Of course, many of these developments are just at the beginning. Many won’t make it from the lab to mass markets. And there are still big challenges with large scale storage and transport of hydrogen to overcome.
However, I’m excited about the array of projects and the potential that hydrogen has to be an alternative renewable energy pathway, complementing other renewables.
Just as the technology learning curve on solar and wind is ramping up, so too will it accelerate for hydrogen.
To their credit, and with the guidance of the Chief Scientist, the federal government with all states and territories (the COAG Energy Council) signed off on the National Hydrogen Strategy in late 2019.

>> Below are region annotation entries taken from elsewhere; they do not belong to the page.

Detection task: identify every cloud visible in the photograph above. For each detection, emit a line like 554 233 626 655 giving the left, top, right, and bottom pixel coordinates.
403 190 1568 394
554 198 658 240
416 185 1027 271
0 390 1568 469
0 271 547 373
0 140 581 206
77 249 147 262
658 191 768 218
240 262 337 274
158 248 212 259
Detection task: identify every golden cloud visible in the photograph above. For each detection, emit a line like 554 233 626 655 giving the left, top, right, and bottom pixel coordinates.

The Strategy, identifying 57 joint actions grouped around eight themes aims to position the Australian hydrogen industry as a major player in global terms by 2030. The strategy establishes a “set of nationally coordinated actions involving governments, industry, and the community.” In launching the Strategy Coalition Ministers Cormann and Taylor indicated that the Clean Energy Finance Corporation (CEFC) will reserve $300m (in an Advancing Hydrogen Fund) for hydrogen projects and the Australian Renewable Energy Agency (ARENA) will reserve $70m to kickstart electrolyser projects. The Ministers’ press release said it takes the Coalition’s commitment to hydrogen to over $500m.
This investment pool is welcome. However, I would urge the Commonwealth and the states to invest more. The CEFC and ARENA money isn’t new or additional – it is simply reserved specifically for hydrogen from funds that already go to renewable projects, including hydrogen projects. If hydrogen is to be developed quickly as both a domestic fuel and an export industry, especially in the context of post-COVID recovery, then we need double and triple that investment.
I will certainly be urging Labor to take robust commitments on investment in hydrogen to the next election. Hydrogen as a fuel isn’t just a fanciful idea. It is here and it is real, and it can be a major step forward in tackling climate change and creating jobs.
We have nothing to lose and everything to gain.